Support for altered activation of the SNS is also available.⁴⁹ Altered SNS activation is centrally programmed and has shown to exert a number of actions at the level of the muscle cell.⁴⁹ In a state of prolonged stress, as might be expected in some cases of whiplash, excessive sympathetic outflow could result in hypoxia and toxaemia under which, intra-myocellular oxidative stresses may affect the contractility of skeletal muscle, and possibly the MFI observed in this and another study.⁵ Further research investigating SNS activity in those who develop MFI and post-traumatic stress following whiplash is important to better understand the underlying mechanisms of persistent WAD.

It is also notable that all of the subjects in the moderate/severe group (n of 8, or 22% of the study population) fit the criteria from a recent derivation clinical prediction rule (CPR), where the prediction of developing moderate/severe disability was increased in the presence of older age (> 35 years), higher initial levels of pain-related disability on the NDI (> 40%) and hyperarousal symptoms on the PDS (score of > 6).²² While it was not the intent of this paper to validate the Australian CPR,²² the results may be supportive, demonstrating a relationship between objective MRI findings of MFI and the CPR criteria.²² Accordingly, this current study could be considered part of a recommended series of multi-cultural studies needed to 1) provide a preliminary validation of the CPR, and 2) replicate the findings of MFI in whiplash.⁵

While the findings are intriguing, they must be interpreted with caution. The sample sizes, albeit small, do result in sufficient power to detect group MFI differences at 3 months. It is interesting and consistent with previous investigations^{5–7, 50–52} that 22% of subjects earned membership to the moderate/severe group. Furthermore, these 22% in the moderate/severe disability group, in addition to including all members of the recovered/mild group, followed recovery trajectories set forth in the Australian CPR.²² This will need to be validated in larger scale with a different population of patients with varying levels of pain-related disability.

While the differential development MFI in subjects with chronic versus recovered/mild WAD has now been produced in two different populations (Australia⁵ and the present study in the USA) with different insurance schemas and with two different fat separation methods (T1 and Dixon), they have been produced and reported by the same, albeit blinded, investigator (JE). The findings must be independently replicated before deriving more confident conclusions.
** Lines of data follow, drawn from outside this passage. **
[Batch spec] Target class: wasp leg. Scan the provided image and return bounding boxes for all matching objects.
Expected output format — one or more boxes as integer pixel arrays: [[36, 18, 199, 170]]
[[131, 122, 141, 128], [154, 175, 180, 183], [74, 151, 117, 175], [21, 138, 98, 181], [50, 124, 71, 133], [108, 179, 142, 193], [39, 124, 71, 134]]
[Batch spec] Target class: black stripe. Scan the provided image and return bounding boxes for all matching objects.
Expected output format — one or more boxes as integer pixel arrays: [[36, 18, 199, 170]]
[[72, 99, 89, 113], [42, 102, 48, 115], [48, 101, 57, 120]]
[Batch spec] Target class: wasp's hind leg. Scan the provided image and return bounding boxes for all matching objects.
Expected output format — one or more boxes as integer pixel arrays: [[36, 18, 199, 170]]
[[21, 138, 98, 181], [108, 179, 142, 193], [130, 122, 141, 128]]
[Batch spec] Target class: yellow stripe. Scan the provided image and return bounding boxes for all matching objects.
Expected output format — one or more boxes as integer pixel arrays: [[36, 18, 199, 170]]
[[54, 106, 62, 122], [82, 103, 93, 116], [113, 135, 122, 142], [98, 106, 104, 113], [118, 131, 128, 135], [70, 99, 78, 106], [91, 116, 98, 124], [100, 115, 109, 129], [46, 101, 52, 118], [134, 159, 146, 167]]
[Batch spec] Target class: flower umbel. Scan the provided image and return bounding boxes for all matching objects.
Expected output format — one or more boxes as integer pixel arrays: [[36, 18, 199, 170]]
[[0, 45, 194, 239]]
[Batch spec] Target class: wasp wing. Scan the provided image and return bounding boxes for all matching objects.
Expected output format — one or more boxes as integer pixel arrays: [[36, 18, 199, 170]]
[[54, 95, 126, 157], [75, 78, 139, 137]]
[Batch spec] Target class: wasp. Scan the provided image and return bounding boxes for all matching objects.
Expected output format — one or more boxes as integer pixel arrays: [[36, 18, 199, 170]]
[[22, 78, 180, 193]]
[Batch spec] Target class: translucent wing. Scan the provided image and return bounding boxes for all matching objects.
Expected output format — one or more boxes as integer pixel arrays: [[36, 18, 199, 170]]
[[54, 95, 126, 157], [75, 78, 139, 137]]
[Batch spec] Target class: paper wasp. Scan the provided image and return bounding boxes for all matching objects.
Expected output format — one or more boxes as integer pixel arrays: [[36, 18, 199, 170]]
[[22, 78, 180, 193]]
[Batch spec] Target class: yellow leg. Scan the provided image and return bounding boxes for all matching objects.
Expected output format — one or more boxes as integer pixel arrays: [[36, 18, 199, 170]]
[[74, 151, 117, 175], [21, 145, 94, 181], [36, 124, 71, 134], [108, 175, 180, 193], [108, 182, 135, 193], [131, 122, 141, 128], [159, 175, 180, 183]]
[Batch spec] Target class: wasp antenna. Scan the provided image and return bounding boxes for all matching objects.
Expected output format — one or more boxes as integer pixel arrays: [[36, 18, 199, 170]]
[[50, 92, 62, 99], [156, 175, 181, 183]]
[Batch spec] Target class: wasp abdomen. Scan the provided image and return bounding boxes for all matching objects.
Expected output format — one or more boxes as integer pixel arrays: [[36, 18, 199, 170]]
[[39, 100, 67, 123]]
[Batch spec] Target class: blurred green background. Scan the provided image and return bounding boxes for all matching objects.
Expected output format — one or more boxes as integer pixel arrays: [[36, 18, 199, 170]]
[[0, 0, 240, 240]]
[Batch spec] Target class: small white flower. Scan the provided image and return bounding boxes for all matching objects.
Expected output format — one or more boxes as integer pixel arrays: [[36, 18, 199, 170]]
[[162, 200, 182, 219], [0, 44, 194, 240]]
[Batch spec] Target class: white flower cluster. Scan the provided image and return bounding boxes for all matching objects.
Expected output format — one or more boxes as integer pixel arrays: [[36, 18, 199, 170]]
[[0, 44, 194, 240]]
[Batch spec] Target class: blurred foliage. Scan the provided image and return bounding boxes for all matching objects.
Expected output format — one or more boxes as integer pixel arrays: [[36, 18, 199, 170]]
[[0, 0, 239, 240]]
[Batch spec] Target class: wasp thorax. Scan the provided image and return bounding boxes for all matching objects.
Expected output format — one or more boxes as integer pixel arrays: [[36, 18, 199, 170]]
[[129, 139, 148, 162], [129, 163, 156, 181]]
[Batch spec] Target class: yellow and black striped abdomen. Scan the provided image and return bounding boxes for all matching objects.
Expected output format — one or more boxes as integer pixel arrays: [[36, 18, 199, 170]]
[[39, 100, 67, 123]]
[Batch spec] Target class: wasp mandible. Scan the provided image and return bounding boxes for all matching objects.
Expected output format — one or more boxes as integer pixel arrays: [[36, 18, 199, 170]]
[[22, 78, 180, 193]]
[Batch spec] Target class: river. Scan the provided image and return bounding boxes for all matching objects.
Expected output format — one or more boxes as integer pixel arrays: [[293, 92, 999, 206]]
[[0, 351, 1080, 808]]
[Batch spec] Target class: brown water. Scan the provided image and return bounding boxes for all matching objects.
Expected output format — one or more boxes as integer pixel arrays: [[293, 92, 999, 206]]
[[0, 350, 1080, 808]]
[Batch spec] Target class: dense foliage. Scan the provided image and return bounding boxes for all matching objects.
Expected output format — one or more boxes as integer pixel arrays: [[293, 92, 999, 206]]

These findings may have implications for whiplash where the early assessment and management of modifiable factors (e.g. symptoms of PTSD, pain intensity, muscle degeneration⁵³) may attenuate some physical aspects of the chronic condition. This and other cause and effect questions related to the origin of MFI and its predictive value in whiplash recovery requires further prospective evaluation, and this is underway. Lastly, in the case of the ‘at risk’ patients identified in this study, water-fat MRI may have implications for early assessment, characterization, and management of WAD. On the contrary, and in the vast majority of patients, the ordering and performance of early imaging applications may not be necessary.